“Nos venden transición energética, pero lo que nos quieren colar es un problema a gran escala”. Así de claro lo tiene la plataforma vecinal Stop Biogás Mar Menor, que ha respondido con contundencia al foro celebrado el 28 de mayo en Murcia, organizado por el diario La Verdad, donde Enagás Renovable defendió su proyecto de macroplanta de biometano en la pedanía de El Mirador, en San Javier.
Los vecinos, sin embargo, ni siquiera pudieron hacer oír su voz. A pesar de haber acudido al foro con intención de intervenir y exponer sus argumentos, la organización del evento -en manos del propio medio de comunicación- no les permitió participar. «Ni siquiera permitieron preguntas por escrito. Fue una puesta en escena perfectamente dirigida, sin espacio para el disenso ni la crítica”, denuncian desde la plataforma.
Para la plataforma Stop Biogás lo expuesto por el director de Desarrollo de Operaciones de Enagás, Antonio Illescas, no es más que un lavado de cara. “Se apela a las normativas europeas para justificar una planta sobredimensionada cuando en la Región de Murcia ni siquiera se ha implantado correctamente el contenedor marrón”, critican. De hecho, recuerdan que ya está en marcha una planta comarcal para residuos orgánicos domésticos que atenderá a seis municipios, lo que haría innecesaria la construcción de otra planta de gran escala.
Pero hay más. “Enagás afirma que sitúan sus proyectos donde hay residuos, pero en El Mirador de San Javier no hay cebaderos de cerdo, ni biorresiduos suficientes para alimentar esta planta. ¿Por qué aquí, entonces?”, se preguntan. La sospecha de que hay intereses económicos por encima del bien común planea sobre todo el proyecto, que -subrayan- pone en riesgo la salud, la economía local y el entorno natural.
Turismo en peligro, salud en juego
San Javier es uno de los municipios ribereños del Mar Menor cuyo principal motor económico es el turismo. En temporada alta, la población se triplica. “¿De verdad alguien cree que una planta que movilizará camiones de residuos a diario es compatible con la hostelería, los deportes náuticos y el descanso de vecinos y visitantes?”, señalan desde Stop Biogás.
El colapso vial, los malos olores y el peligro de accidentes se suman a una preocupación más profunda: la planta se ubicaría sobre el acuífero del Mar Menor, a apenas siete kilómetros de la laguna salada. “Esto es jugar con fuego en un ecosistema ya devastado”, advierten.
Durante el foro, Illescas aseguró que el programa de desarrollo sostenible de Enagás incluye “medidas incluso medioambientales”. Una afirmación que ha provocado indignación en la plataforma. “¿Nos toman por tontos? Estas instalaciones incentivan la expansión de la ganadería industrial en una región con graves problemas de agua y contaminación por nitratos”, reprochan.

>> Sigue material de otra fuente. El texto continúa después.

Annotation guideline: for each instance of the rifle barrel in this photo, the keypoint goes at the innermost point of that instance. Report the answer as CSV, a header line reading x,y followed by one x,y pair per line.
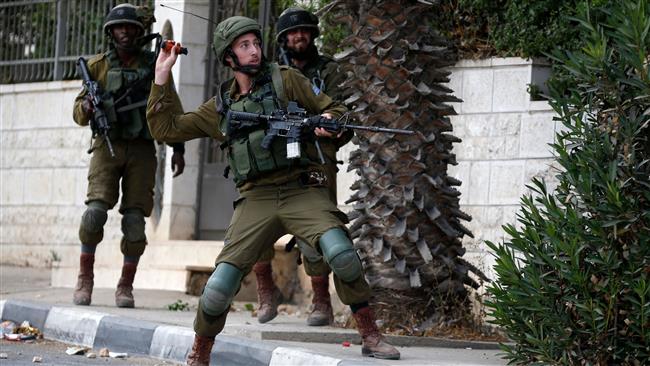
x,y
379,129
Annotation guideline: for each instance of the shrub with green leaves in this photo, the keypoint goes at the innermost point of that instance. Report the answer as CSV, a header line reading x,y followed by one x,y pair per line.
x,y
573,281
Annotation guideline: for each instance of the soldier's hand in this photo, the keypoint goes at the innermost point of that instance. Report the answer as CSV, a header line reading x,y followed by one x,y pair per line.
x,y
87,105
321,132
178,164
166,59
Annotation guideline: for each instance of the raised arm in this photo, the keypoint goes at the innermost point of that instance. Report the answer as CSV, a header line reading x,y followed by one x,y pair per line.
x,y
164,112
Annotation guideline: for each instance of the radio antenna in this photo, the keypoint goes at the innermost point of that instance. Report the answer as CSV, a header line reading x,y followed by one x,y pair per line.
x,y
187,12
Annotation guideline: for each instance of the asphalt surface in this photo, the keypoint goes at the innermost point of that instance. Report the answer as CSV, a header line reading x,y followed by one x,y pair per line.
x,y
286,340
53,353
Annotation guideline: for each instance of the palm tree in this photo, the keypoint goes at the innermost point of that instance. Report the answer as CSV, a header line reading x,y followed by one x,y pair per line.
x,y
406,217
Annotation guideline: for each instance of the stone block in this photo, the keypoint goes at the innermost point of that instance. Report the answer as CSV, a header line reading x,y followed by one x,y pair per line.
x,y
19,311
170,342
28,116
38,187
477,91
72,325
537,131
542,169
461,172
479,183
456,84
182,223
183,190
7,112
506,182
124,335
63,186
12,186
510,86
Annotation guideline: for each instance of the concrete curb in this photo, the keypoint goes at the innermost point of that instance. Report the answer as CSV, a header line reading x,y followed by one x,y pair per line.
x,y
122,334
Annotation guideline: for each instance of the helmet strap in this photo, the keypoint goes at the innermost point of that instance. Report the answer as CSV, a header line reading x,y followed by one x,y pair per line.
x,y
246,69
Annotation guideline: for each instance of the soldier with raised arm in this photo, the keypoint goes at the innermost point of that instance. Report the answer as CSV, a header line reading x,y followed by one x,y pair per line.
x,y
278,195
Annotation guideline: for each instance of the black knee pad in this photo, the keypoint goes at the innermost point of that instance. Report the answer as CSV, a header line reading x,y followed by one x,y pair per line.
x,y
133,225
131,248
91,228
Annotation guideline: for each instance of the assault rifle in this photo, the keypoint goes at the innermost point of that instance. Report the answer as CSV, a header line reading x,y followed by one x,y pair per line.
x,y
292,124
99,124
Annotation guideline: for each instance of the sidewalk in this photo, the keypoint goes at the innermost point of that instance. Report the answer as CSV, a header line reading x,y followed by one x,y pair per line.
x,y
152,329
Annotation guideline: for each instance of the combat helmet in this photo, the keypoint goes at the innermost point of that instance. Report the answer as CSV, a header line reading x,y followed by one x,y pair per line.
x,y
293,18
227,31
123,13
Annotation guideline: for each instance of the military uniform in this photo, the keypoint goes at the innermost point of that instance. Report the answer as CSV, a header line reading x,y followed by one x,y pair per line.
x,y
272,204
125,89
325,77
278,195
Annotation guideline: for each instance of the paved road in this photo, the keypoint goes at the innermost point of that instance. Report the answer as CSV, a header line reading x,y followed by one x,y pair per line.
x,y
53,353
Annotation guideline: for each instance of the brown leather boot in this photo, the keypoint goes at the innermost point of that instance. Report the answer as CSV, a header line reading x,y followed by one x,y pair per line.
x,y
124,292
373,344
84,290
201,349
321,313
269,296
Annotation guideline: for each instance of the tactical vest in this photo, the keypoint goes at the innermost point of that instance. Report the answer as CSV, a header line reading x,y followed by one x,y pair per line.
x,y
126,100
247,159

En lugar de planes de expansión, exigen un plan de desescalada de macrogranjas, en línea con las advertencias europeas. “Es incomprensible que se planteen nuevas plantas cuando no hay ni materia prima suficiente ni licencia social para instalarlas”.
Opacidad, cero participación
Otro de los reproches clave es la falta de transparencia. “Nos hablan ahora de diálogo social, pero el proyecto se ha tramitado en silencio, sin participación ciudadana. Y ahora quieren compensarnos económicamente por lo que no tiene precio: nuestra salud y nuestro entorno”, denuncian.
La plataforma participará en la movilización convocada por la red estatal StopBiogás este 31 de mayo. En la Región de Murcia, la concentración tendrá lugar frente al Palacio de San Esteban, sede del Gobierno regional.
“Ni en tu pueblo ni en el mío”, advierten. Porque lo que está en juego no es solo un barrio, ni un municipio, sino el modelo de futuro que se quiere imponer en nombre de la sostenibilidad… sin serlo.